When considering this issue, the question I always ask myself is what a site would be like if _everyone_ followed that policy. People read reviews (at least for the most part) because they’re trying to figure out if a book is worth buying.
oops… hit the wrong thing and posted that reply before I meant to!
What I also wanted to add is that if nobody leaves bad reviews, and every review is positive, then a positive review just doesn’t mean anything any more. In that world, we’re not only short-changing readers by depriving them of information: we’re also short-changing those authors who genuinely _deserve_ a good review, because there’s no longer any way to tell them apart from the bad writers.
Except perhaps that that bad writers may not have any reviewers. Of course, so would any writer without a built-in fanbase or a powerful marketing machine behind them. There wouldn’t be any way of differentiating between the authors who were simply bad, and the ones who just weren’t established yet.

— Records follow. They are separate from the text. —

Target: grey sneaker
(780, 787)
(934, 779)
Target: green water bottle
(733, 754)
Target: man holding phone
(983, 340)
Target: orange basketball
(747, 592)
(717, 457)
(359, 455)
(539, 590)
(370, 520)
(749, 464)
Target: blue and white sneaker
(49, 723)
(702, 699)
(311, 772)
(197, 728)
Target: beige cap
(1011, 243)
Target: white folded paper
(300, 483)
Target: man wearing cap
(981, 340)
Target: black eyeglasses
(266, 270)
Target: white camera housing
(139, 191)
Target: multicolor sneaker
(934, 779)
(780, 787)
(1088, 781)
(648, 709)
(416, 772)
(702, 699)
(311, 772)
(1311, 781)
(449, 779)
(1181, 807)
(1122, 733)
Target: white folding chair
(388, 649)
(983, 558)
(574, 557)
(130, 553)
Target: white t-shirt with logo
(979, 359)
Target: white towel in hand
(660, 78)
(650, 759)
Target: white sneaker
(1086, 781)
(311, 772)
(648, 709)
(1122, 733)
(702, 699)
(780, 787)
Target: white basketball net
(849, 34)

So in the end it’d be the readers and the _good_ indy authors who would suffer most.
And… you know. Feel free to give a bad review to my reply-posting skills!
😉
I do share your caveat that 5* should be the ‘bowl you over’ book…in my case stimulate thought, arouse speculation or move to tears or laughter.
In the case of my book, which has no known genre by which to compare it with any other I suspect the uniformity of 5* was as much for chutzpah as anything else! It has received mainstream and long reviews for much the same reason.
So the professional reviews have gone some way to breaking down the ‘no self-published’ prohibition, yet I am more moved by (and appreciative of) the readers reviews, because they come from so many different directions…without preconceived ideas.